Yes. They went there.
Washington Post writer Arthur L. Caplan plays the Ebola race card.
us missionary africa ebola
Nancy Writebol in Liberia, where she contracted Ebola before being brought to an Atlanta hospital. (AP Photo/Courtesy Jeremy Writebol)

The Washington Post reported:

Why do two white Americans get the Ebola serum while hundreds of Africans die?

What should happen if a massive viral outbreak appears out of nowhere and the only possible treatment is an untested drug? And who should receive it? The two American missionaries who contracted the almost-always-fatal virus in West Africa were given access to an experimental drug cocktail called ZMapp. It consists of immune-boosting monoclonal antibodies that were extracted from mice exposed to bits of Ebola DNA. Now in isolation at an Atlanta hospital, they appear to be doing well.

It’s an opportunity the 900 Africans who’ve died so far never had.

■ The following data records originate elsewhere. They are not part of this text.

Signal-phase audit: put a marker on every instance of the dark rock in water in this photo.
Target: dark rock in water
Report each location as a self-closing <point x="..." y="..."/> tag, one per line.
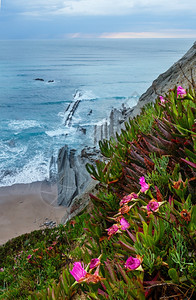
<point x="71" y="112"/>
<point x="73" y="177"/>
<point x="39" y="79"/>
<point x="11" y="143"/>
<point x="83" y="130"/>
<point x="53" y="170"/>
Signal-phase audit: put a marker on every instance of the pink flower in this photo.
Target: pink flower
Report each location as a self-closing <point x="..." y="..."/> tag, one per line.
<point x="162" y="99"/>
<point x="128" y="198"/>
<point x="144" y="185"/>
<point x="112" y="230"/>
<point x="153" y="205"/>
<point x="78" y="272"/>
<point x="132" y="263"/>
<point x="94" y="263"/>
<point x="181" y="92"/>
<point x="124" y="224"/>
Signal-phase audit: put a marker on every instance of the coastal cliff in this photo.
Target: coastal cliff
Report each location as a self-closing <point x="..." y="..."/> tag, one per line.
<point x="73" y="179"/>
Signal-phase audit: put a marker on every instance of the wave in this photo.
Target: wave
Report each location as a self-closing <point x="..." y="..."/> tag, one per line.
<point x="35" y="170"/>
<point x="23" y="124"/>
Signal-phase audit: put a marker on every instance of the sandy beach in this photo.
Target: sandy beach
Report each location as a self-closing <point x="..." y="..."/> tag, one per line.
<point x="26" y="207"/>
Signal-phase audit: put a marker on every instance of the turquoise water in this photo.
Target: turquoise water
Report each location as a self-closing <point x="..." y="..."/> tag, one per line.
<point x="100" y="73"/>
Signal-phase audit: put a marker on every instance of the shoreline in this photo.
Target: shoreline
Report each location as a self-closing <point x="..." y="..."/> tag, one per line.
<point x="26" y="207"/>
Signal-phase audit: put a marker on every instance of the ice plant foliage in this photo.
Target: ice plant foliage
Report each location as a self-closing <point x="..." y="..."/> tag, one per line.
<point x="162" y="99"/>
<point x="124" y="224"/>
<point x="144" y="185"/>
<point x="128" y="198"/>
<point x="94" y="263"/>
<point x="153" y="205"/>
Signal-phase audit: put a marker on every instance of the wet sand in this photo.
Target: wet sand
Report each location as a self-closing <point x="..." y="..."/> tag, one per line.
<point x="26" y="207"/>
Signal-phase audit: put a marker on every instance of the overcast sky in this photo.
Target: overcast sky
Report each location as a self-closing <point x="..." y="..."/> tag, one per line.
<point x="45" y="19"/>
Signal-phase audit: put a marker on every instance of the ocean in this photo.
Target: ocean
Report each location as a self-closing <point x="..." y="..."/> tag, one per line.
<point x="40" y="81"/>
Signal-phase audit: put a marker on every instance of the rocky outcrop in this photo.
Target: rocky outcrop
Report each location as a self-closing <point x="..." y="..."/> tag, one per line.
<point x="73" y="178"/>
<point x="180" y="73"/>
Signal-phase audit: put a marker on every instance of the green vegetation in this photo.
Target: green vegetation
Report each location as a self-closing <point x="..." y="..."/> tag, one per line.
<point x="138" y="240"/>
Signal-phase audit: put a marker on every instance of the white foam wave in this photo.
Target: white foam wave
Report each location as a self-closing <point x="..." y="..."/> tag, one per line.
<point x="34" y="170"/>
<point x="84" y="95"/>
<point x="23" y="124"/>
<point x="60" y="131"/>
<point x="7" y="151"/>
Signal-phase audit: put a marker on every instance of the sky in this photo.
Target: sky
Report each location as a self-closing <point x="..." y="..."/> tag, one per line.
<point x="60" y="19"/>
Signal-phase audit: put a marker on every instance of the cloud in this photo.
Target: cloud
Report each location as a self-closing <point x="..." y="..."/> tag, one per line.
<point x="150" y="34"/>
<point x="98" y="7"/>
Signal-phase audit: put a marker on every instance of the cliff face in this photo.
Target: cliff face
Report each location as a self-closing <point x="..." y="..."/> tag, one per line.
<point x="181" y="73"/>
<point x="73" y="178"/>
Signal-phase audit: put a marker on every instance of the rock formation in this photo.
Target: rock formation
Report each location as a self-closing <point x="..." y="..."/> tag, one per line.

Is there a case to suspend ethical norms if lives might be saved by deploying an experimental drug?

The reasons for different treatment are partly about logistics, partly about economics and, partly about a lack of any standard policy for giving out untested drugs in emergencies. Before this outbreak, ZMapp had only been tested on monkeys. Mapp, the tiny, San Diego based pharmaceutical company that makes the drug stated two years ago: “When administered one hour after infection [with Ebola], all animals survived…Two-thirds of the animals were protected even when the treatment, known as Zmapp, was administered 48 hours after infection.”

But privileged humans were always going to be the first ones to try it. ZMapp requires a lot of refrigeration and careful handling, plus close monitoring by experienced doctors and scientists—better to try it at a big urban hospital than in rural West Africa, where no such infrastructure exists.

And because of the drug’s experimental nature, it’s unclear that it should go to anyone else. Even if the drug is cooled correctly, success in a few monkeys (less than 20) tells us little about what will happen in a lot of humans who’d had the infection for more than two days.